I dropped my fishing rod, then grabbed it up again. “What about him?”

“He likes you, and you like him.”

“Of course we do. We're colleagues.”

Katie snorted. “My father has colleagues, but he doesn't sit a little too close to them on the porch swing, or smile extra long at something they've said.”

I scowled at her. “I would think that you, of all people, would respect my right to privacy regarding my own personal affairs.”
Affairs
, I thought. Wrong word.

“Is he coming here today?”

I started. “How would you know that?”

“Because you keep looking up the driveway, like I did last night.”

Sighing, I decided to come clean. If nothing else, maybe it would spur her to honesty. “Coop was the boy in college. The one I didn't marry when I was twenty-one.”

She suddenly leaned back to pull a thrashing sunfish out of the brook. Its scales caught the sunlight; its tail thumped between Katie and me. She lifted it with her thumb in its mouth, and set it into the water for a second chance.

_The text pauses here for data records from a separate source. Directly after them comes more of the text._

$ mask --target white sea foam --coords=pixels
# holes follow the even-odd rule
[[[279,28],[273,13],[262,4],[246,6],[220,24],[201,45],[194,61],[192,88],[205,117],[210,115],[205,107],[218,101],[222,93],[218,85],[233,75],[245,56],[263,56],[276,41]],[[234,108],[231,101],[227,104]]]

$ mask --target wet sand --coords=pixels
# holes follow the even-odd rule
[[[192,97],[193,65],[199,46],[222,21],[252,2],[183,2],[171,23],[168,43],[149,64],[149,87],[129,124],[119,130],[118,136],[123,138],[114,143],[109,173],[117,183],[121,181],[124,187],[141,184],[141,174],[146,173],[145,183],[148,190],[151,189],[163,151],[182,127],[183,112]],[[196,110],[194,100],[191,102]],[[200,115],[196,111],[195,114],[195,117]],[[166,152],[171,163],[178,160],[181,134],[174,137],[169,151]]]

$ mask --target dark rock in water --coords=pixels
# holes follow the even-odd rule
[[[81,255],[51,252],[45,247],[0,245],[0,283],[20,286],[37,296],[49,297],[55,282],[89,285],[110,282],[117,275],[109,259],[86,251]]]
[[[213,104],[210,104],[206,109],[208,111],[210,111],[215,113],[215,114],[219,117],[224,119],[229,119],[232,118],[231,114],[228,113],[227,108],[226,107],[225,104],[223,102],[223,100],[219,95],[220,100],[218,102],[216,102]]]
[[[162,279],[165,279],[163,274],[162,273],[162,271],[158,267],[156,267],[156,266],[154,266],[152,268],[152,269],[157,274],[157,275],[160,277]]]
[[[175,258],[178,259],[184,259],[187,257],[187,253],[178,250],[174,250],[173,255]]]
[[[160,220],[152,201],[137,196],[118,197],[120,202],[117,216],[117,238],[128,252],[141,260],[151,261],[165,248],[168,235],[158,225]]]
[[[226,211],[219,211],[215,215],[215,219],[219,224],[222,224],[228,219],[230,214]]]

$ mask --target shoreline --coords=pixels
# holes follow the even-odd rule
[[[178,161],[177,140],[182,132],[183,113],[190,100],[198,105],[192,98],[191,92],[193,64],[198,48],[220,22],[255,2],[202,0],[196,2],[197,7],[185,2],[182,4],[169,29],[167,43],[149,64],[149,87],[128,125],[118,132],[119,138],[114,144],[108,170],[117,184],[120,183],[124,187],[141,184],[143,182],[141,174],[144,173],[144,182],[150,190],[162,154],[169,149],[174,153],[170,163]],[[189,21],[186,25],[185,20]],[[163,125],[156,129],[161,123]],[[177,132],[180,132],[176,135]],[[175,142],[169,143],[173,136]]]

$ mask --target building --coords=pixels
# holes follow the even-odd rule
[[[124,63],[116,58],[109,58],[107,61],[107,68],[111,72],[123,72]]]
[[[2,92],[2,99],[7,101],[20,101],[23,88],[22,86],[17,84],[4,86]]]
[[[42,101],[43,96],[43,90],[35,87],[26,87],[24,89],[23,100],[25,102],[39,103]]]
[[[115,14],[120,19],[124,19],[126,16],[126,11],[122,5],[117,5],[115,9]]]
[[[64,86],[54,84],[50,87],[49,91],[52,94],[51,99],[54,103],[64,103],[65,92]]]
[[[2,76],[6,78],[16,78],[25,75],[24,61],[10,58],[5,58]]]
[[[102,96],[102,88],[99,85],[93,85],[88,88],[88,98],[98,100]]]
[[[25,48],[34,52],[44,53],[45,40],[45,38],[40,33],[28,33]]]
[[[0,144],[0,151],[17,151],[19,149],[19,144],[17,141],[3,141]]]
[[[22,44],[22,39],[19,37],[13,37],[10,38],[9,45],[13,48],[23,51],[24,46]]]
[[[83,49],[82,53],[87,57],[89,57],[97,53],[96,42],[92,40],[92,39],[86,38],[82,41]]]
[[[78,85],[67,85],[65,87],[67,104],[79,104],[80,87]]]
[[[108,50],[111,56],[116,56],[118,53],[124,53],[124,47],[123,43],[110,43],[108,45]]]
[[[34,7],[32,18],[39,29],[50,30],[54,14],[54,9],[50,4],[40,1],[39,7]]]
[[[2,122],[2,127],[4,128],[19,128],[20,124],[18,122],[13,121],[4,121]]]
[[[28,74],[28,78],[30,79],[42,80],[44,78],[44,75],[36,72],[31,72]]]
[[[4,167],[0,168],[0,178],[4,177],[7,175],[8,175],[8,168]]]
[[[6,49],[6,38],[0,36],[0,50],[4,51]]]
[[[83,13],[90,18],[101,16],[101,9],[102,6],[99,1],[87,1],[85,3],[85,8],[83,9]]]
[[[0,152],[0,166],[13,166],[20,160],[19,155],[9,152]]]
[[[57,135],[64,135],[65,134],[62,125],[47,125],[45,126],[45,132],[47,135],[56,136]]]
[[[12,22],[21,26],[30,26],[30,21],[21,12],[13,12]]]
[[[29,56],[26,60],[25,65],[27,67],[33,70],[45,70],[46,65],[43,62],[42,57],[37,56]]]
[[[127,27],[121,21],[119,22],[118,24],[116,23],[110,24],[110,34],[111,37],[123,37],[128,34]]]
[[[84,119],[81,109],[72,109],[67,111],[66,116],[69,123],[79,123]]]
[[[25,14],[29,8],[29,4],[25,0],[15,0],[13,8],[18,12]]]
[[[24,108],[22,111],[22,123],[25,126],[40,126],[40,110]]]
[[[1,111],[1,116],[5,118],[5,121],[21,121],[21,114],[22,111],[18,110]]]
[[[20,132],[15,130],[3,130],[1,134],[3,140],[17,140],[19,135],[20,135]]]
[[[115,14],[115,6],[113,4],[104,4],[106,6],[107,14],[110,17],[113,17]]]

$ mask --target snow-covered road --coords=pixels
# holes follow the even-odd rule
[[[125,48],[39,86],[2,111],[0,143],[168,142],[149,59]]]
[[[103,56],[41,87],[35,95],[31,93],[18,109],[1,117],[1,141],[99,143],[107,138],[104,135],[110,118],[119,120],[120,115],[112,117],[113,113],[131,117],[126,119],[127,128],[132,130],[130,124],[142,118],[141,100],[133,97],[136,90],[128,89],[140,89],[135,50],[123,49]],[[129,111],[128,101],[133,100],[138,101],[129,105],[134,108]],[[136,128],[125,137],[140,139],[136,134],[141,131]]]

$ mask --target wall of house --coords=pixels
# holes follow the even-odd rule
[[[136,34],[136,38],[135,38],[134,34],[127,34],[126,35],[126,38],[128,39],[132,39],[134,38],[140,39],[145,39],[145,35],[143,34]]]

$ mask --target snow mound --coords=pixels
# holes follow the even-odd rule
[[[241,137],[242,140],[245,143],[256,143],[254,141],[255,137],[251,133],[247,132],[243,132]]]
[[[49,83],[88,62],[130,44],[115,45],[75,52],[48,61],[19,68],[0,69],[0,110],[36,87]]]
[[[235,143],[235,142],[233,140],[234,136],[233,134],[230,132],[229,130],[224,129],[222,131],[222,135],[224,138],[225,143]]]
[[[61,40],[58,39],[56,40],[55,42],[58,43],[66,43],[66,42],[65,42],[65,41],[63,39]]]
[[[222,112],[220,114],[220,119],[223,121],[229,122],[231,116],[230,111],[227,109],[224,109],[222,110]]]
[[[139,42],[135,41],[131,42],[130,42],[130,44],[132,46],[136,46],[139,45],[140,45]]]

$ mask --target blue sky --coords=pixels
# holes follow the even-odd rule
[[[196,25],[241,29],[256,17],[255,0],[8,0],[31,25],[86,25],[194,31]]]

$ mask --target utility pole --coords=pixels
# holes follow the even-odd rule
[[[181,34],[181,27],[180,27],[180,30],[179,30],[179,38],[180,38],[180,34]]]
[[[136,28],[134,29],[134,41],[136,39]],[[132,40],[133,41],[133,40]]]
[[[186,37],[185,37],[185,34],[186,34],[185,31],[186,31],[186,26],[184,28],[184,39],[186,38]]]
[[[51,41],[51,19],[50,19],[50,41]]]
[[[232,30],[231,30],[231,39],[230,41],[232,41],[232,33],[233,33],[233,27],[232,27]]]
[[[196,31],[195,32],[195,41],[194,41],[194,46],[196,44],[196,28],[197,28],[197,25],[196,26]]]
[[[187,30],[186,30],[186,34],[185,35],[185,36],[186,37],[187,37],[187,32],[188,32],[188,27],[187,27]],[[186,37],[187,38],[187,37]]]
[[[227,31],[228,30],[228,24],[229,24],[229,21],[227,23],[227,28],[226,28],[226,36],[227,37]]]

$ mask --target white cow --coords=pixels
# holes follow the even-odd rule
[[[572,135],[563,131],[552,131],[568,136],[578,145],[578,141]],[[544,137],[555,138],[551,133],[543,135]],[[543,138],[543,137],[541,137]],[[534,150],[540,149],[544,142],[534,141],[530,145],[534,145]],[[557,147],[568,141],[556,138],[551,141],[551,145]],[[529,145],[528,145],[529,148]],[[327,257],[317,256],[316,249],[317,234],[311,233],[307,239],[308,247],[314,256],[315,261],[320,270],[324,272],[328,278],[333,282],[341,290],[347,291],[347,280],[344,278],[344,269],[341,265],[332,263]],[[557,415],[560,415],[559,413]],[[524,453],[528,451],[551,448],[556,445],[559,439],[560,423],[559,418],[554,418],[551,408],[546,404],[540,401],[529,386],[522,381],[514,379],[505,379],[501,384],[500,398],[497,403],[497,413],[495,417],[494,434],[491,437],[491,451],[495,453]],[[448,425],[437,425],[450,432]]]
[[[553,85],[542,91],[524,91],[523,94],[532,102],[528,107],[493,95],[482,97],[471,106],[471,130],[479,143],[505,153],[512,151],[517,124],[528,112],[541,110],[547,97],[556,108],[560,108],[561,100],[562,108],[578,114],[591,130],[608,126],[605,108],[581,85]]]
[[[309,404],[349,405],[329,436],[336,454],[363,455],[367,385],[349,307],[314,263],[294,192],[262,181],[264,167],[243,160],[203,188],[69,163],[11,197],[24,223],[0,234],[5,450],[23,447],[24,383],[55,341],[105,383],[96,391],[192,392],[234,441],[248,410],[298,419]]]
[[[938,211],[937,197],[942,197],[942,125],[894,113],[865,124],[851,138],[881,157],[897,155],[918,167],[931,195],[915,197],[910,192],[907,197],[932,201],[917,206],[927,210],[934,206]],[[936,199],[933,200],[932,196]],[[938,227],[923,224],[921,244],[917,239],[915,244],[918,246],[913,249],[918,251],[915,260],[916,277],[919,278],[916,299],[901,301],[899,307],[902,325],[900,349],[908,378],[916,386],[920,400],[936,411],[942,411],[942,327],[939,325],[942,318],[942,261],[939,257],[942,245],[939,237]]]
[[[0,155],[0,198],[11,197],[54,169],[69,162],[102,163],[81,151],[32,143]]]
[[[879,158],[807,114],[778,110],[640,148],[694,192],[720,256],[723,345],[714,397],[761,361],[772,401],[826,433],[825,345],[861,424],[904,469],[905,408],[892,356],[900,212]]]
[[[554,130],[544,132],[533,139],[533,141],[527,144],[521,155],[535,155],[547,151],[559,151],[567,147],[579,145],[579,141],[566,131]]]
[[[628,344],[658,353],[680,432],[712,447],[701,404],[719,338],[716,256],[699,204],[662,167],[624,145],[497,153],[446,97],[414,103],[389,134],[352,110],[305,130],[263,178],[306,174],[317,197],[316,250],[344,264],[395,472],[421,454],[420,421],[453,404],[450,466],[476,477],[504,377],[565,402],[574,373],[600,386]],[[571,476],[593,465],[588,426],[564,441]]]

“Which one of you quit?” she asked.

I didn't pretend to misunderstand. “That,” I said softly, “would have been me.”

“I wasn't feeling well at dinner,” Katie told us, her eyes fixed on a point somewhere beyond Coop's shoulder. “Mam told me to go on up and lie down, and she'd clean the dishes.”

Coop nodded, encouraging. He'd been here for two hours now, interviewing Katie about the night of the alleged murder. To my great surprise, Katie was being cooperative, if not forthcoming.

“You felt sick,” Coop prompted. “Was it a headache? Stomachache?”

“It was chills all over, with a headache. Like the flu.”

I hadn't had children myself, but those symptoms seemed to suggest a virus rather than impending labor. “Did you fall asleep?” Coop asked.